The LLM Wrapper Squeeze: How to Audit Your AI Stack for Commoditisation Risk

There's a particular kind of dread that comes with reading a piece of infrastructure and thinking: this will be a native feature in twelve months. It's the same feeling early app developers got when Apple added a flashlight to iOS and killed a thousand-app category overnight.

A Google VP said the quiet part out loud this week: LLM wrappers and AI aggregators are facing mounting existential pressure. Shrinking margins, limited differentiation, and foundation models that keep getting better at what these tools charge for. It's not a prediction — it's a description of something already happening.

And then, as if to illustrate the pattern in real time, Karpathy posted about "Claws" — a new architectural layer being pitched on top of LLM agents. A layer on top of a layer on top of a model. The stack is getting baroque.

For a small team trying to make sensible decisions about AI tooling, the noise is genuinely exhausting. So let me try to cut through it.

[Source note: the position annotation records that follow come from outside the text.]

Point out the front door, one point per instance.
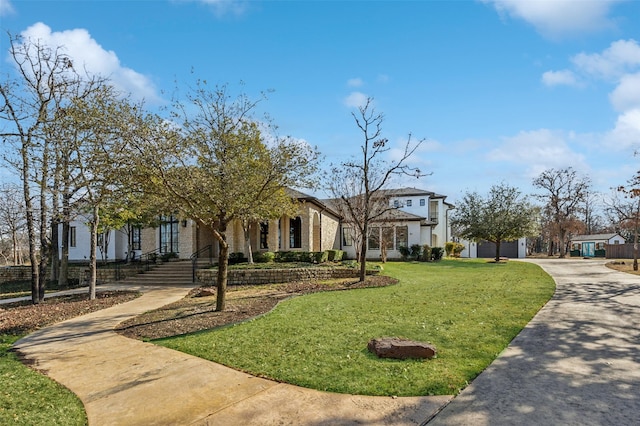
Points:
(589, 249)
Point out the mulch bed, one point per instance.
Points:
(25, 317)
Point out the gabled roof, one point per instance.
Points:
(301, 196)
(594, 237)
(413, 192)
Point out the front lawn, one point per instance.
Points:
(29, 398)
(469, 309)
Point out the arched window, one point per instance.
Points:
(295, 233)
(264, 235)
(169, 234)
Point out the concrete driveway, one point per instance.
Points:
(576, 363)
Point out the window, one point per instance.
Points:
(169, 234)
(433, 211)
(295, 233)
(402, 236)
(72, 236)
(374, 238)
(387, 237)
(264, 235)
(136, 238)
(347, 236)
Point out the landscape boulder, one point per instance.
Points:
(394, 347)
(205, 292)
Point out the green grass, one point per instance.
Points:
(469, 309)
(29, 398)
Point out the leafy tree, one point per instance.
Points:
(357, 184)
(503, 215)
(564, 200)
(213, 165)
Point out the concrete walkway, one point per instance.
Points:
(127, 382)
(576, 363)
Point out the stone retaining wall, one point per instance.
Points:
(76, 272)
(207, 277)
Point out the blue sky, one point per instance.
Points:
(499, 89)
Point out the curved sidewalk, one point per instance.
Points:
(127, 382)
(576, 363)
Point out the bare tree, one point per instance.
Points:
(564, 200)
(626, 211)
(28, 103)
(12, 219)
(357, 184)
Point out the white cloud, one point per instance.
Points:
(626, 96)
(86, 53)
(538, 150)
(222, 7)
(626, 133)
(6, 8)
(355, 82)
(618, 59)
(560, 78)
(356, 99)
(558, 17)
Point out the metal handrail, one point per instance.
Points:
(145, 258)
(194, 260)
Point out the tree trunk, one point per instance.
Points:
(55, 250)
(93, 258)
(63, 278)
(14, 238)
(223, 263)
(246, 229)
(563, 235)
(363, 254)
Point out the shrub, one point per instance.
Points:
(166, 256)
(335, 255)
(295, 256)
(320, 256)
(404, 252)
(416, 249)
(453, 249)
(264, 257)
(351, 264)
(426, 253)
(237, 257)
(437, 253)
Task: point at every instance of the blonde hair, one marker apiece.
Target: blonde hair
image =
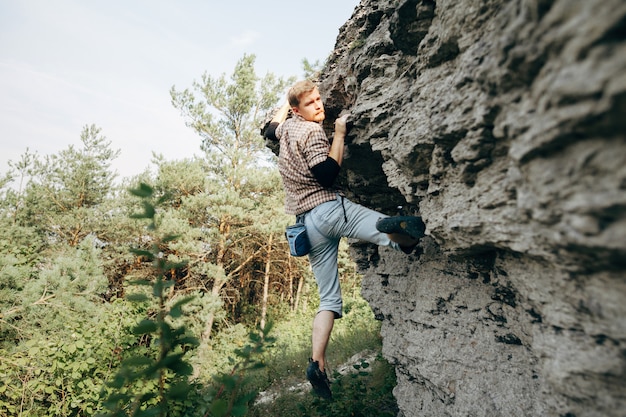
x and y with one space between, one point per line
298 89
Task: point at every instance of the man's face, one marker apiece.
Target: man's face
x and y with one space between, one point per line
311 107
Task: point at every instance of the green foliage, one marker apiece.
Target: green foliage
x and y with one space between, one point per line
207 239
153 383
233 393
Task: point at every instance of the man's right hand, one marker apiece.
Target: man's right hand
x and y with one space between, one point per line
340 125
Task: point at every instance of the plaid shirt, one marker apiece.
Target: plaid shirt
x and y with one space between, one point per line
303 145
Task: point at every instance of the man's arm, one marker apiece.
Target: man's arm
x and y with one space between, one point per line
279 117
336 149
326 172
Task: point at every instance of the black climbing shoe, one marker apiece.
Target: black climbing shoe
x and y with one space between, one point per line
318 379
412 226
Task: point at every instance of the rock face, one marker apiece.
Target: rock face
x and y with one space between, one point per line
503 124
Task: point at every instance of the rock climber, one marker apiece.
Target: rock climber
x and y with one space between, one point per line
309 164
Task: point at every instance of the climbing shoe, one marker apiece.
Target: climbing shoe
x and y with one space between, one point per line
318 379
412 226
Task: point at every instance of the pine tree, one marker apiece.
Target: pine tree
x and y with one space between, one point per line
227 115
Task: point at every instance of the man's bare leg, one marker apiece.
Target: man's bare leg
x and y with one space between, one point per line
322 327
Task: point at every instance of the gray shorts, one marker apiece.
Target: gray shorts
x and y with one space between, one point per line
326 225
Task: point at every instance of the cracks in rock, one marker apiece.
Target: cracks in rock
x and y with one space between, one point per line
410 25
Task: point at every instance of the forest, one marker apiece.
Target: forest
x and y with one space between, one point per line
171 293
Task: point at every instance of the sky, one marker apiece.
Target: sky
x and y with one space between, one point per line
65 64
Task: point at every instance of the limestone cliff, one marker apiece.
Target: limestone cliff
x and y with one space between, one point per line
503 124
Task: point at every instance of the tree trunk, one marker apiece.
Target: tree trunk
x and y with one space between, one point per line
266 283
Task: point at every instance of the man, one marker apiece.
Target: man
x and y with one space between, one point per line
309 165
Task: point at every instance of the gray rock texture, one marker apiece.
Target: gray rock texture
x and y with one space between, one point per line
503 124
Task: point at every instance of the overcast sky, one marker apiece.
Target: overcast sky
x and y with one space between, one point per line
65 64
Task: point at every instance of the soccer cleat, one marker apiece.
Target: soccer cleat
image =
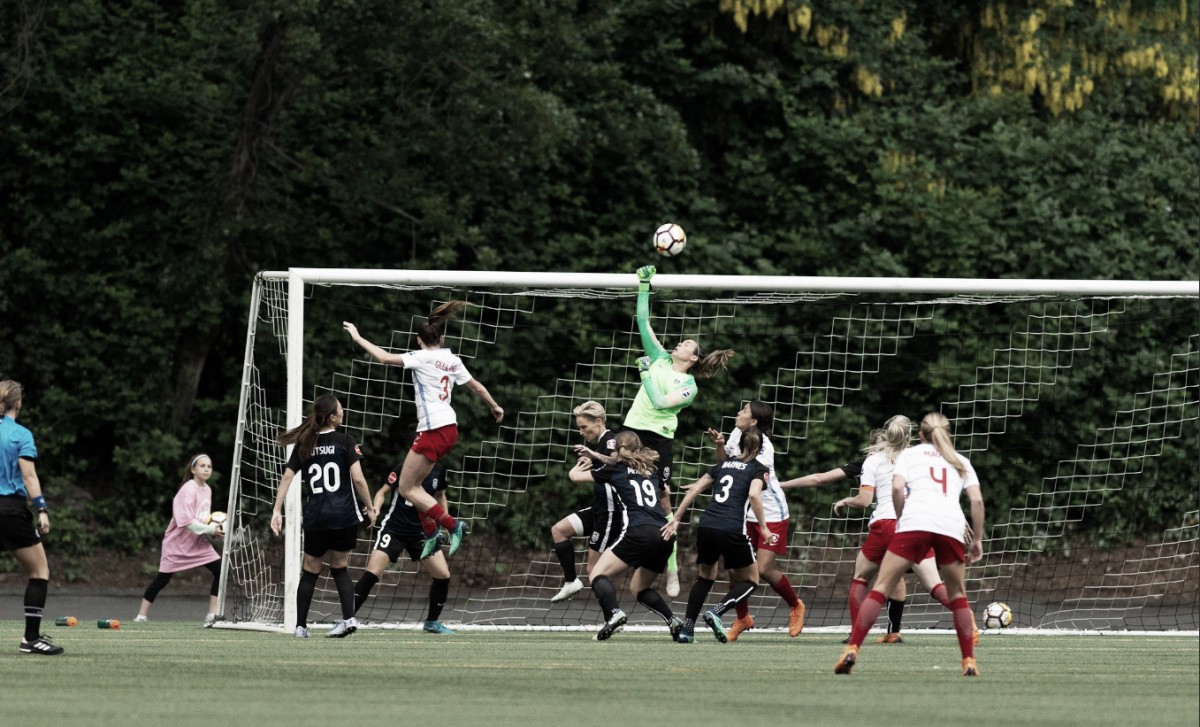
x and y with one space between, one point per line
40 646
343 628
714 623
672 583
796 619
849 656
460 532
430 545
568 590
739 625
615 624
675 628
969 667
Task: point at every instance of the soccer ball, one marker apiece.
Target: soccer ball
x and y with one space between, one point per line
670 240
997 616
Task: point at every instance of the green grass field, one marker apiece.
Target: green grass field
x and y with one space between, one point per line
179 674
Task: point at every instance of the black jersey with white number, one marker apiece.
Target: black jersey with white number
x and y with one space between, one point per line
402 520
605 498
731 494
330 502
637 492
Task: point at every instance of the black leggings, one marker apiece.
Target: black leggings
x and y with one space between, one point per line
161 580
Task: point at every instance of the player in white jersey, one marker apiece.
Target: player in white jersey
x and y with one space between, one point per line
927 485
436 371
774 504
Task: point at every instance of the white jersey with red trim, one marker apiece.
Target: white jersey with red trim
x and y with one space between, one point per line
877 474
774 502
435 374
933 490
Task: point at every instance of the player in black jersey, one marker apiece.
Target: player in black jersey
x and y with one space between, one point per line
402 530
737 485
336 497
635 480
604 520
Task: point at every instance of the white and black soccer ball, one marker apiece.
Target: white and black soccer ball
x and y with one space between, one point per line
670 240
997 616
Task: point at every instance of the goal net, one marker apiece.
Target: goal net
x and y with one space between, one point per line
1078 402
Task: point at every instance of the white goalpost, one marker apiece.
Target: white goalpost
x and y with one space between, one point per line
1078 402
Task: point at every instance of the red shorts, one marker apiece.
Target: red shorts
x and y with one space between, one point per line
433 444
918 545
755 532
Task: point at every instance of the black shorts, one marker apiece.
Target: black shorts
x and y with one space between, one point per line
395 544
17 529
665 448
318 542
643 547
603 530
733 547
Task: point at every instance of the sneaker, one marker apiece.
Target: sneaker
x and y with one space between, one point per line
460 532
739 625
343 628
675 628
568 590
849 656
672 583
615 624
40 646
714 623
796 619
430 545
969 667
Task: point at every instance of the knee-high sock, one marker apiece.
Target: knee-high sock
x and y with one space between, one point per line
304 596
438 592
895 614
784 588
867 614
964 625
565 553
738 593
35 606
606 595
363 589
858 592
696 599
652 600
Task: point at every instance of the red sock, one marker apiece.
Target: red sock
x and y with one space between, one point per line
867 614
784 588
858 592
441 517
940 594
964 625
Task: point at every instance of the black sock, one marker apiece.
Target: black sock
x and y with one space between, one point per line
363 589
438 592
304 596
895 612
652 600
35 605
606 595
738 592
700 590
565 553
345 590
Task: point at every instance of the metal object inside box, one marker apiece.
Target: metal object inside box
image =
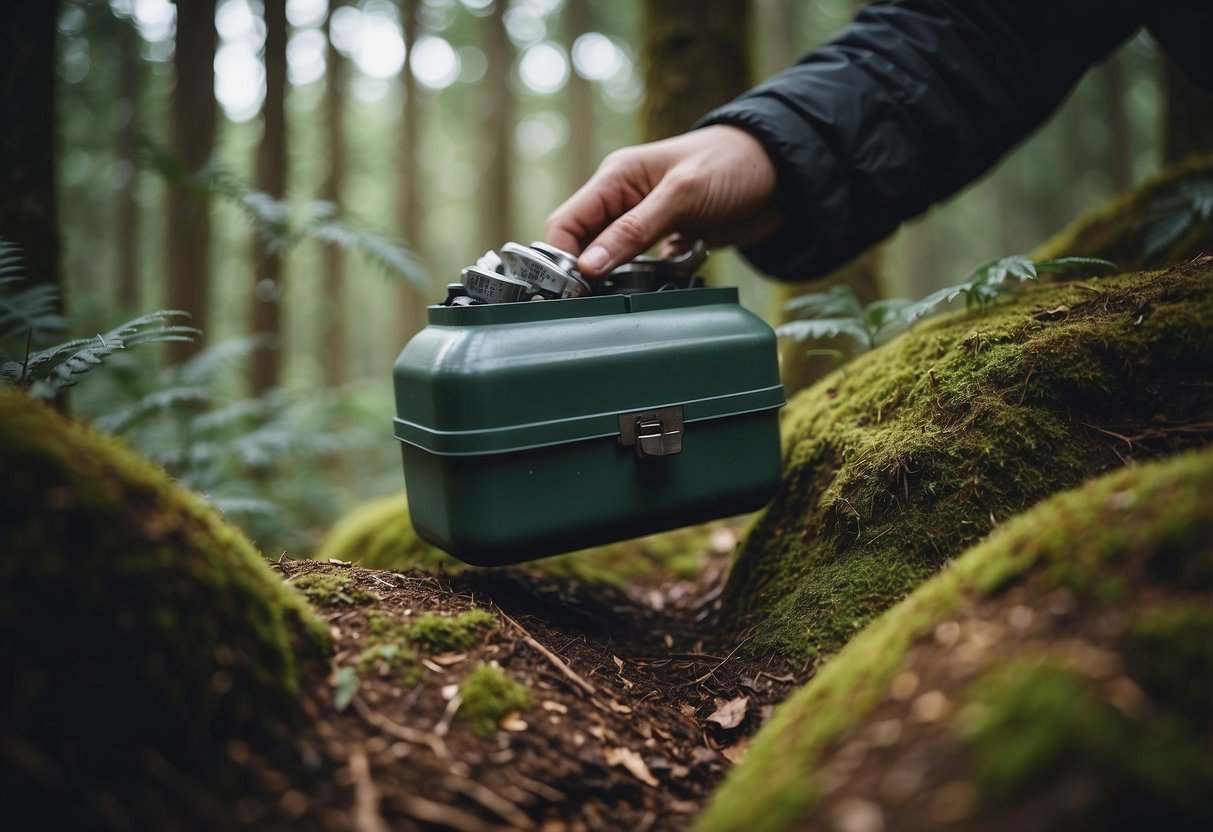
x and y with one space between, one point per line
611 409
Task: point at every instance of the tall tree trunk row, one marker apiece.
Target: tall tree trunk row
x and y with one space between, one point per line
335 337
192 141
126 211
28 206
497 134
266 368
410 302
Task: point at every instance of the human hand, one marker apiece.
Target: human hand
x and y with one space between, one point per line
716 184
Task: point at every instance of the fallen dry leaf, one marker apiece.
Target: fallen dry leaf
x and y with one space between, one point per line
730 713
632 762
735 753
449 659
513 723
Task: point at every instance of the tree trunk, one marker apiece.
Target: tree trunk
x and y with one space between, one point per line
192 141
126 210
696 57
266 366
778 24
1186 115
411 302
497 114
28 209
582 157
1120 152
335 338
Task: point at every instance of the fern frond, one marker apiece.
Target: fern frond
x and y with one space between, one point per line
826 328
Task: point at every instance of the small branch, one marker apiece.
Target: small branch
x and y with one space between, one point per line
404 733
366 818
427 811
712 672
557 662
493 802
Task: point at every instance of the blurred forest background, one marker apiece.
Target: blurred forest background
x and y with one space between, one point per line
255 161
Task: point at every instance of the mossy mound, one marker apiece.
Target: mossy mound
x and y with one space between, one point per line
1133 229
380 535
918 449
142 636
1057 676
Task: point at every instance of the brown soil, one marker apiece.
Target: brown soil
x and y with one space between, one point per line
618 736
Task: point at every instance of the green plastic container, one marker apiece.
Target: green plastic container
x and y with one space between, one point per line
544 427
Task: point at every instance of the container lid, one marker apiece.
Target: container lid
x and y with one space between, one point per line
514 376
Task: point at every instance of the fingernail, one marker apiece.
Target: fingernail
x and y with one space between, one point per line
596 260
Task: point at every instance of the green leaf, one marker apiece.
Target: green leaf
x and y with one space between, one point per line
826 328
1071 265
345 687
836 302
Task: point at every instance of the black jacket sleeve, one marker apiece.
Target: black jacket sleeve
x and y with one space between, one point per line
907 104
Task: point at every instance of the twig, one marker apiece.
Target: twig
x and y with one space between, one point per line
443 725
712 672
382 723
493 802
428 811
551 656
366 818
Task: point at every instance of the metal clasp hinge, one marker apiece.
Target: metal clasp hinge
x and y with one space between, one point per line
653 432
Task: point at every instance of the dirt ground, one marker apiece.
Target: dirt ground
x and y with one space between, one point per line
639 705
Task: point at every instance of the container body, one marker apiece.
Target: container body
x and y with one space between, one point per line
535 428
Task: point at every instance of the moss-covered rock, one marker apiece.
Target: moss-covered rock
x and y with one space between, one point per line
1133 228
1014 690
380 535
142 634
916 450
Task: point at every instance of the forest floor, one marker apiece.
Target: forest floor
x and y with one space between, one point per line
637 704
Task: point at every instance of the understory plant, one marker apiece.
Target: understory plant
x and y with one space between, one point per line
838 311
30 324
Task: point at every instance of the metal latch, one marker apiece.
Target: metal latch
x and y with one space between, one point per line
653 432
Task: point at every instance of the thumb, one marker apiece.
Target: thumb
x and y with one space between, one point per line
632 233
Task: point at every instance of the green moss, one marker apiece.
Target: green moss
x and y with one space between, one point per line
380 535
1117 232
488 695
138 625
1169 651
1165 512
918 449
437 633
392 640
329 590
1041 722
389 660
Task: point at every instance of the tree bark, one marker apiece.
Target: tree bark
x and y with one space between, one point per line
126 210
1186 115
778 24
580 101
266 366
410 302
335 337
28 206
1120 152
497 147
192 141
696 57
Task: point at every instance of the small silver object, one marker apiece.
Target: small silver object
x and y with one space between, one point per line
491 288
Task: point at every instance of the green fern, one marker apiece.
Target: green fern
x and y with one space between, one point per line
838 312
28 318
1172 216
280 226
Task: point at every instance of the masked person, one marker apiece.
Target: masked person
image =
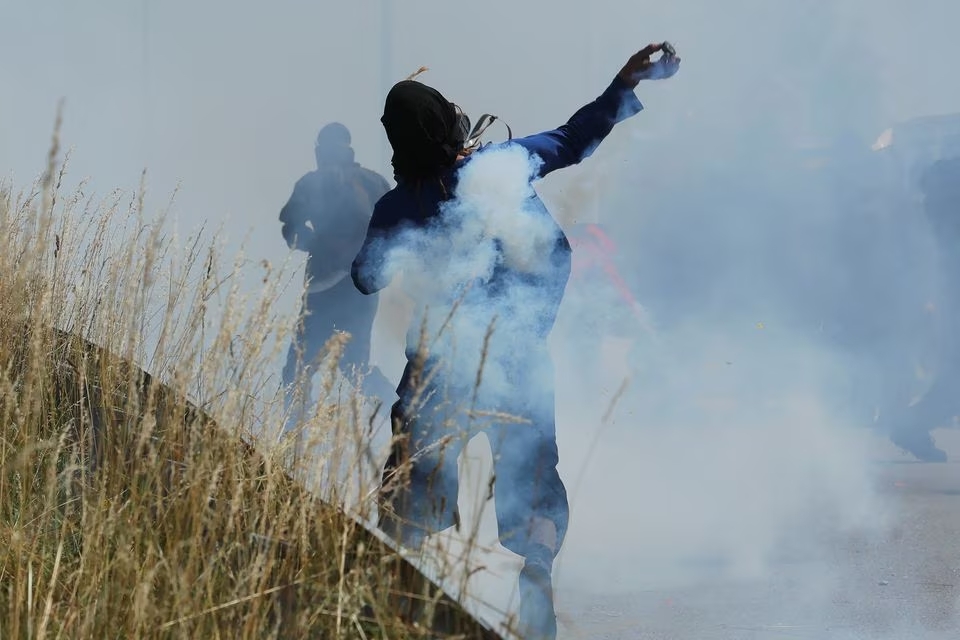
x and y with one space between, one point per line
327 216
500 257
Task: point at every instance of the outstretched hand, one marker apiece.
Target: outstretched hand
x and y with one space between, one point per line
641 67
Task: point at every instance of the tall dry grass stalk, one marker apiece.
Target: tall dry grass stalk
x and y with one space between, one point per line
164 505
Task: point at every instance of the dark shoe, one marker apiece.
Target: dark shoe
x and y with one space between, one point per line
537 618
920 444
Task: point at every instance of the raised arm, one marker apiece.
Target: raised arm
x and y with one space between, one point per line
579 137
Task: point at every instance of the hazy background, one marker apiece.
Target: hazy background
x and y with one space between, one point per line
743 446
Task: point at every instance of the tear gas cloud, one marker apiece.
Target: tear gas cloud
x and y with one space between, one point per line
766 254
443 266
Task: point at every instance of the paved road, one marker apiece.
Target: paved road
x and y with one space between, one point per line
903 584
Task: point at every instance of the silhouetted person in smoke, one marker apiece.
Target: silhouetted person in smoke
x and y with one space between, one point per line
910 427
327 216
522 291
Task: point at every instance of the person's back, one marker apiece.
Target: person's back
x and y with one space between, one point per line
327 217
487 264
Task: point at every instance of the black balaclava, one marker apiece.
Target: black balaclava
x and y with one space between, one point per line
333 145
422 127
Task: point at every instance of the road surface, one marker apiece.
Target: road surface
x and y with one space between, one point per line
904 584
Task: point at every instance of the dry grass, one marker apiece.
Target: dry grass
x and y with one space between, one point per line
135 505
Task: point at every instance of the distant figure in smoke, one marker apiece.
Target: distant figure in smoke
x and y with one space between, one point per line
327 216
514 276
910 428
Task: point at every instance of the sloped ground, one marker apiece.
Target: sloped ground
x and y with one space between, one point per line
129 513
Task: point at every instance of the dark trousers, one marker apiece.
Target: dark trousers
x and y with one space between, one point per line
341 308
420 478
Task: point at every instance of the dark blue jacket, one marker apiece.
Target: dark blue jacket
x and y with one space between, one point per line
419 206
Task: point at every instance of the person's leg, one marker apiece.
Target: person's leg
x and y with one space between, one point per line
532 507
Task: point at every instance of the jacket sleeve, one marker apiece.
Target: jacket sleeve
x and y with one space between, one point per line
579 137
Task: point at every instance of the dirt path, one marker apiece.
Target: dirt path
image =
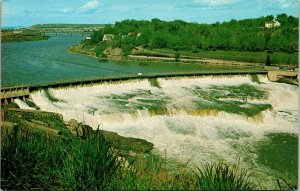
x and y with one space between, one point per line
211 61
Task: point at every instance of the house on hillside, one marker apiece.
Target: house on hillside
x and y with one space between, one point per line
107 37
272 24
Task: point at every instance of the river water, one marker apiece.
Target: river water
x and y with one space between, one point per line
47 61
197 118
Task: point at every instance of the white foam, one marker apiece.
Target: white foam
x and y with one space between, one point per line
23 105
184 136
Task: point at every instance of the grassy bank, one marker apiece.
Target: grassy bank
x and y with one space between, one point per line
20 36
52 158
33 160
279 152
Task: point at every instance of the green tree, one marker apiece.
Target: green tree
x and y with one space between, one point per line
177 56
268 61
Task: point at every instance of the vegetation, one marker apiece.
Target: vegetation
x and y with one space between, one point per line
22 35
33 159
222 176
279 151
247 38
40 162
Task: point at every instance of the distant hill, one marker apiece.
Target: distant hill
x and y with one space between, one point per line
77 26
239 35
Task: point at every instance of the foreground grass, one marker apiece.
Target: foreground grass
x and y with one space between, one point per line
32 160
279 152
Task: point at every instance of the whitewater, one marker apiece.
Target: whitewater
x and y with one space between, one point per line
188 118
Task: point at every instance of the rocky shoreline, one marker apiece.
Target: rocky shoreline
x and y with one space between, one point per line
53 124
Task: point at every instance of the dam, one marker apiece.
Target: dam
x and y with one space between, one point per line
10 93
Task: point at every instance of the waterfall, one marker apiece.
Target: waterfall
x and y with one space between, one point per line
197 118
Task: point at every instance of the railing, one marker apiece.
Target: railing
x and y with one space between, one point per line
128 77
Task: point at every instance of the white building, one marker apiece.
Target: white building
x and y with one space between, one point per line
107 37
272 24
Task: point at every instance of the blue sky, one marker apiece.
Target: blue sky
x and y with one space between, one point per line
30 12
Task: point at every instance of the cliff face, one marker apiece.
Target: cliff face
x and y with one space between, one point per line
52 124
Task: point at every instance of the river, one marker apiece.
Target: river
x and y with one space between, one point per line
196 118
38 62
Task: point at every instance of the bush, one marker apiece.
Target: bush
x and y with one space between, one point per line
222 176
37 161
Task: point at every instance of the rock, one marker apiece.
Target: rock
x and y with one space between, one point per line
79 129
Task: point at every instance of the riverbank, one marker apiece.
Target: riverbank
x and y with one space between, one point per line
38 146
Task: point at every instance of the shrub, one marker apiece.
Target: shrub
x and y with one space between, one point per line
222 176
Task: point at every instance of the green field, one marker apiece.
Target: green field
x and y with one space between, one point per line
277 58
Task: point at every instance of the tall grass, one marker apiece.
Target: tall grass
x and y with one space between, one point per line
35 161
41 162
222 176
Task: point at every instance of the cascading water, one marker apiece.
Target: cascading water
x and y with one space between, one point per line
199 118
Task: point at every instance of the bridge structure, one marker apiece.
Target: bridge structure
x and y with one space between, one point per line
8 94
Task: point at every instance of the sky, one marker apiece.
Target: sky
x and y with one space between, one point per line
30 12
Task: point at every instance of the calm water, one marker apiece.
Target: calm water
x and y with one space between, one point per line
47 61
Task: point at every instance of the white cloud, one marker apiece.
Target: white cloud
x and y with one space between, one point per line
215 2
287 3
66 10
91 5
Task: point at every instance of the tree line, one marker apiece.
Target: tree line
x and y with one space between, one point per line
239 35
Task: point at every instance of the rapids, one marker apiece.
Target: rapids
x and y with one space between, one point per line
198 119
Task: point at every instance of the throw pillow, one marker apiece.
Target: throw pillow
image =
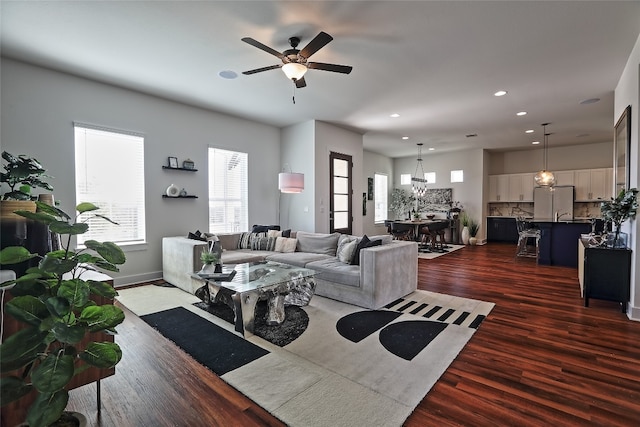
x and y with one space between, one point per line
274 233
263 243
345 252
264 228
367 244
286 244
317 243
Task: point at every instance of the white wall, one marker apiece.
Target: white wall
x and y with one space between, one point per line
374 163
586 156
628 93
298 152
469 192
39 106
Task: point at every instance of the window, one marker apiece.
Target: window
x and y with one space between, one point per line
110 174
228 191
380 194
430 177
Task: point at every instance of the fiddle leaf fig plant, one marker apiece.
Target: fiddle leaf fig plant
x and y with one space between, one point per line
620 209
21 174
54 301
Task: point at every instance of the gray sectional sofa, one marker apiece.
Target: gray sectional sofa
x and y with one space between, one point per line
380 275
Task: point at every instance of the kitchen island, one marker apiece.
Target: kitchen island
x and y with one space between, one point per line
558 240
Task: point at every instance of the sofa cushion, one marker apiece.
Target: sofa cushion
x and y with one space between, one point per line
284 244
333 270
317 243
263 243
299 259
346 247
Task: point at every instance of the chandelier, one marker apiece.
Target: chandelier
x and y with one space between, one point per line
545 178
418 182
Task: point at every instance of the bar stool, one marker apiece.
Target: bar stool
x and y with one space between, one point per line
527 231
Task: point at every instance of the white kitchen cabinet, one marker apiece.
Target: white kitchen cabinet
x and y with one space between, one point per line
564 178
521 187
498 188
593 184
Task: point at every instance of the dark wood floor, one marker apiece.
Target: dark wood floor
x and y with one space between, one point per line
540 358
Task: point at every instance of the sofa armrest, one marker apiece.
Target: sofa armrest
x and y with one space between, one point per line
389 271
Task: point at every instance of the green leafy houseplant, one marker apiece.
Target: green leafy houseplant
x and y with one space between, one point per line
54 302
21 174
620 209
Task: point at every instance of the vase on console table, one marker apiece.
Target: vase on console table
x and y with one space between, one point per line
464 235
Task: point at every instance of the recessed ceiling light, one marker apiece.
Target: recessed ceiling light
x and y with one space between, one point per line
228 74
590 101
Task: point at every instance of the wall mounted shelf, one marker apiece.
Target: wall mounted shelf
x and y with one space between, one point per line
180 169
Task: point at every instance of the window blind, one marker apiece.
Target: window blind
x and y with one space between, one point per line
228 191
110 174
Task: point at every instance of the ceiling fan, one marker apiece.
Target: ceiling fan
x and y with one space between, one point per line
294 61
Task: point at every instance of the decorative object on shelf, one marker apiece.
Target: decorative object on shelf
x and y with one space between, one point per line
418 182
173 191
54 300
474 227
188 164
617 211
290 182
545 178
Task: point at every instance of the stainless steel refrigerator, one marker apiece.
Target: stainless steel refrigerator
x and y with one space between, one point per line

The Wrapper Problem Is Real — But It's Not Uniform

Not every AI tool is equally commoditisation-prone. The mistake is treating "LLM wrapper" as a single category, when the actual risk spectrum is quite wide.

Here's a useful mental model: think of your AI tools on a spectrum from workflow-integrated to model-dependent.

A model-dependent tool is essentially a nicer interface to a capability the foundation model already has, or will have soon. The classic example is the first generation of AI writing assistants — tools that basically added a "make this better" button to your existing workflow. As GPT-4 became available through the API at commodity prices, and as Claude and Gemini added inline editing across platforms, the standalone "AI writing assistant" category largely collapsed. The model absorbed the value.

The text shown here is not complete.